Кроме того, мотив хлеба «всплывает» в разговоре повествователя с Сакердоном Михайловичем. Давая фиктивную ссылку на Мечникова, Сакердон Михайлович противопоставляет водку хлебу:

«— Водку пить полезно, — говорил Сакердон Михайлович, наполняя рюмки. — Мечников писал, что водка полезнее хлеба, а хлеб — это только солома, которая гниет в наших желудках» (II. С. 172).
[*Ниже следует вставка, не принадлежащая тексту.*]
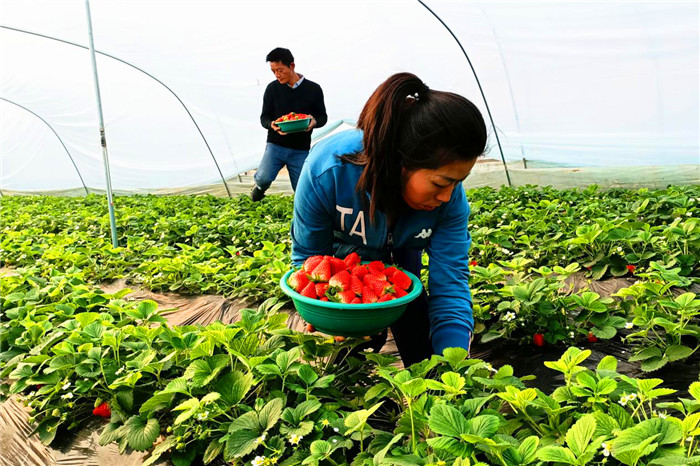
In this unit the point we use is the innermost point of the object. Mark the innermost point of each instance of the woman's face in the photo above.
(426, 189)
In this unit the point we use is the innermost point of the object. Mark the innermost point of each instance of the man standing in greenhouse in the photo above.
(290, 92)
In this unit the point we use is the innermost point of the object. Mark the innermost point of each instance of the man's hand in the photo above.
(277, 129)
(312, 123)
(310, 328)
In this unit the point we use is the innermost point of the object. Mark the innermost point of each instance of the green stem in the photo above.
(413, 428)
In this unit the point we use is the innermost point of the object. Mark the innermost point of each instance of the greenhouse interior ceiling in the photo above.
(574, 92)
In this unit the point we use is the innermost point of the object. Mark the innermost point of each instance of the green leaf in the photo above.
(446, 420)
(141, 434)
(556, 455)
(580, 434)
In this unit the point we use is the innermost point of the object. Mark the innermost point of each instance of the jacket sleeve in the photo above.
(267, 115)
(319, 111)
(312, 223)
(450, 301)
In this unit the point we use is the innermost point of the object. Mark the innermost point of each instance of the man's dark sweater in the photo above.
(281, 99)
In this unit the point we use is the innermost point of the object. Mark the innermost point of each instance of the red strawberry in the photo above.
(310, 291)
(311, 263)
(352, 260)
(360, 271)
(538, 339)
(340, 281)
(346, 297)
(298, 280)
(356, 285)
(389, 271)
(401, 280)
(376, 266)
(337, 265)
(102, 411)
(321, 288)
(322, 272)
(368, 295)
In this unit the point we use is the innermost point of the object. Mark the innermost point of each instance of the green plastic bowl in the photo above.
(294, 126)
(351, 320)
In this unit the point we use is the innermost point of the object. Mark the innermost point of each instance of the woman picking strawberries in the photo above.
(393, 188)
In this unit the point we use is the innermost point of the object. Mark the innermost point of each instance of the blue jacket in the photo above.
(329, 219)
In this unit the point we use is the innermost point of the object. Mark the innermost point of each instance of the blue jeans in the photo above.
(274, 159)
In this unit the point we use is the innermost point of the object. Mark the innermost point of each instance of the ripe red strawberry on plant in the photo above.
(322, 272)
(356, 285)
(389, 272)
(376, 266)
(401, 280)
(538, 339)
(321, 288)
(310, 291)
(368, 295)
(311, 263)
(298, 280)
(340, 281)
(360, 271)
(102, 411)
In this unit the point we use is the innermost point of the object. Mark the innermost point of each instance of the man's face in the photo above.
(282, 72)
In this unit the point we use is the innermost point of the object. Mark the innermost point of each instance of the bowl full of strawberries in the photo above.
(293, 122)
(349, 297)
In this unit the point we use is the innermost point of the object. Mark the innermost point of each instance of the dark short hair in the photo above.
(280, 54)
(407, 125)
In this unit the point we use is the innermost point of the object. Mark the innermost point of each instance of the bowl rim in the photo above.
(416, 290)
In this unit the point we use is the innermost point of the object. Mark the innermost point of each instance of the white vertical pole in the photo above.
(103, 139)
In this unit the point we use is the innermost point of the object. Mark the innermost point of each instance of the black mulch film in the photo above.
(80, 448)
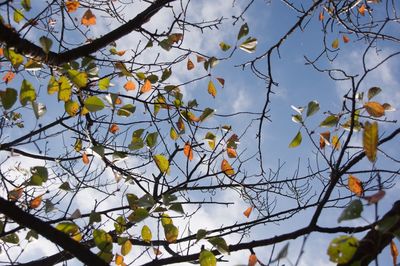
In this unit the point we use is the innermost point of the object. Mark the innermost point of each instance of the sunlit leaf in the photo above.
(88, 18)
(370, 140)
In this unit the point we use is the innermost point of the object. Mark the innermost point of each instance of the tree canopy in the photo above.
(177, 131)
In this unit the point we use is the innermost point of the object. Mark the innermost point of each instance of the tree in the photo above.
(107, 154)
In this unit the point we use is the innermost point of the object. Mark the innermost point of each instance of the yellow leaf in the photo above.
(227, 168)
(187, 150)
(355, 185)
(248, 211)
(370, 140)
(211, 89)
(72, 6)
(35, 202)
(88, 18)
(374, 109)
(129, 85)
(394, 251)
(146, 86)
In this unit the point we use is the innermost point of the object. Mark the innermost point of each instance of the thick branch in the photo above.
(75, 248)
(23, 46)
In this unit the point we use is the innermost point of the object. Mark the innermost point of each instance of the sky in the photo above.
(244, 92)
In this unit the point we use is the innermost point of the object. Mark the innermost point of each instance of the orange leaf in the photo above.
(85, 158)
(88, 18)
(374, 109)
(114, 128)
(8, 77)
(72, 6)
(190, 64)
(376, 197)
(252, 260)
(227, 168)
(355, 185)
(187, 150)
(394, 251)
(231, 153)
(146, 86)
(324, 139)
(248, 211)
(321, 16)
(35, 202)
(129, 85)
(362, 9)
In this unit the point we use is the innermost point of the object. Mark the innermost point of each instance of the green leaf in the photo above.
(8, 98)
(79, 79)
(207, 258)
(146, 234)
(138, 215)
(224, 46)
(104, 83)
(39, 175)
(46, 44)
(249, 45)
(151, 139)
(162, 163)
(296, 141)
(244, 30)
(18, 15)
(352, 211)
(126, 110)
(220, 244)
(27, 93)
(94, 104)
(342, 248)
(330, 121)
(312, 108)
(102, 240)
(201, 233)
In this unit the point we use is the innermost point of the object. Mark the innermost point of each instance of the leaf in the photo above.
(374, 109)
(46, 44)
(146, 86)
(330, 121)
(342, 248)
(211, 89)
(244, 30)
(249, 45)
(72, 6)
(39, 175)
(8, 98)
(220, 244)
(129, 85)
(227, 168)
(146, 234)
(171, 233)
(248, 211)
(88, 18)
(355, 185)
(224, 46)
(335, 43)
(79, 79)
(94, 104)
(126, 247)
(352, 211)
(375, 197)
(296, 141)
(370, 140)
(312, 108)
(189, 64)
(394, 252)
(162, 163)
(27, 93)
(372, 92)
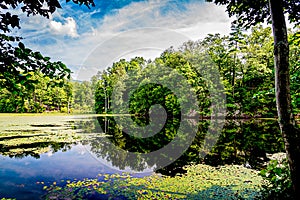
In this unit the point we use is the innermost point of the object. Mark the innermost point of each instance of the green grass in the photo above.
(200, 182)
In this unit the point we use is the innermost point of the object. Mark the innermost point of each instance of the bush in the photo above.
(279, 185)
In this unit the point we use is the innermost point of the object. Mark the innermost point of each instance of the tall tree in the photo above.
(250, 13)
(17, 61)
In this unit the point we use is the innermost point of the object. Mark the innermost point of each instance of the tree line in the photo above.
(244, 61)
Покупка хлеба мотивирует знакомство героя с дамочкой, а покупка бутылки водки — их запланированную совместную поездку к нему домой, поездку, которая не состоялась из-за лежащей на полу в комнате старухи. И водка, и квас — напитки, производные от хлеба и входящие в семантическое поле «хлеб, хлебное», — образуют переплетающиеся сюжетные подтекстовые линии, к которым примыкает также пиво, упоминающееся в диалоге:

«Она: Вы любите пиво15?

Я: Нет, я больше люблю водку» (II. С. 171).
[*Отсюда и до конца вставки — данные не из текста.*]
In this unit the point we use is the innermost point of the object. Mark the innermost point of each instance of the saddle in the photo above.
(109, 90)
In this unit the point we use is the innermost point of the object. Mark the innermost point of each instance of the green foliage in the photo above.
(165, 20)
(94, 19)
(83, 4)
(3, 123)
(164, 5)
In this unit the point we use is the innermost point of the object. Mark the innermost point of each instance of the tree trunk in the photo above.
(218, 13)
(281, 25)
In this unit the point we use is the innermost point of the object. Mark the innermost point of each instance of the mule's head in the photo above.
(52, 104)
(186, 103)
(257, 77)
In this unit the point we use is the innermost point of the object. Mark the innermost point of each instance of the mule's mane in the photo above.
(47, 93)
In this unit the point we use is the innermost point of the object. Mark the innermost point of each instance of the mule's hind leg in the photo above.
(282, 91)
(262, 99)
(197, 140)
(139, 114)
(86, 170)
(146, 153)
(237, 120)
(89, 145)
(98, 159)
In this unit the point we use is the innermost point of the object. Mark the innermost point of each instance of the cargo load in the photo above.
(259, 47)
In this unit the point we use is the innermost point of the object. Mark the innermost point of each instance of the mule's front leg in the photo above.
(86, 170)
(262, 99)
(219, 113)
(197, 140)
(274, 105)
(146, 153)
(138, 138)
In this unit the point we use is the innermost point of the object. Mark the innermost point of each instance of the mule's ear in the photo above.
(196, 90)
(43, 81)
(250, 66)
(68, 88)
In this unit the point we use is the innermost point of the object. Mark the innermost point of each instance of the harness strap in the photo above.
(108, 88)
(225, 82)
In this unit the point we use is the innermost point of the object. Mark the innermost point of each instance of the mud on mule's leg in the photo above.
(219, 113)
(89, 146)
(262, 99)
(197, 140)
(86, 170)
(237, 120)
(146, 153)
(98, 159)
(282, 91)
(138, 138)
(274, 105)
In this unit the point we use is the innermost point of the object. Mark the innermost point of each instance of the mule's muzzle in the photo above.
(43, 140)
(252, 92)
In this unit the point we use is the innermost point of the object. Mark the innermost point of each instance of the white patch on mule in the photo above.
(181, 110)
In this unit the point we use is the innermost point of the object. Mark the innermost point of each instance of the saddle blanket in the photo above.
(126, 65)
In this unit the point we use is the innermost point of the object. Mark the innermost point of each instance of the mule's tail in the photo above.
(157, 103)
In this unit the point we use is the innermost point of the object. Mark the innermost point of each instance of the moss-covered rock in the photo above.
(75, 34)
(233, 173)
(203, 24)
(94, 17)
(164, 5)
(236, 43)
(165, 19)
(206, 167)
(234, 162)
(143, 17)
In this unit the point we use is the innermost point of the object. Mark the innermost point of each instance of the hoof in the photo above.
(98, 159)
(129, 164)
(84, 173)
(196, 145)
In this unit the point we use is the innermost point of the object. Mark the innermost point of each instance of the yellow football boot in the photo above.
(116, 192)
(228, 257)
Хлеб, водка, пиво, а затем и квас образуют тот «реальный» субстрат, позволяющий Хармсу воплотить подмену сугубо эротического «συμποσιον'а» (с дамочкой) — философским (с Сакердоном Михайловичем)16.

Введенный Хармсом в «Старуху» мотив кваса — как переходный от философского к бытовому пласту повести — становится также переходом к иному принципу цитирования, о чем уже было сказано: подтекстом становится не столько конкретный текст в пределах автоинтертекстуальной связи, сколько базовые элементы общеобэриутской поэтики.

Ощущение мерзкого вкуса во рту от плохого кваса приводит повествователя в озлобление, которое усиливается при встрече с пьяным:

«На углу Литейной какой-то пьяный, пошатнувшись, толкнул меня. Хорошо, что у меня нет револьвера: я убил бы его тут же на месте.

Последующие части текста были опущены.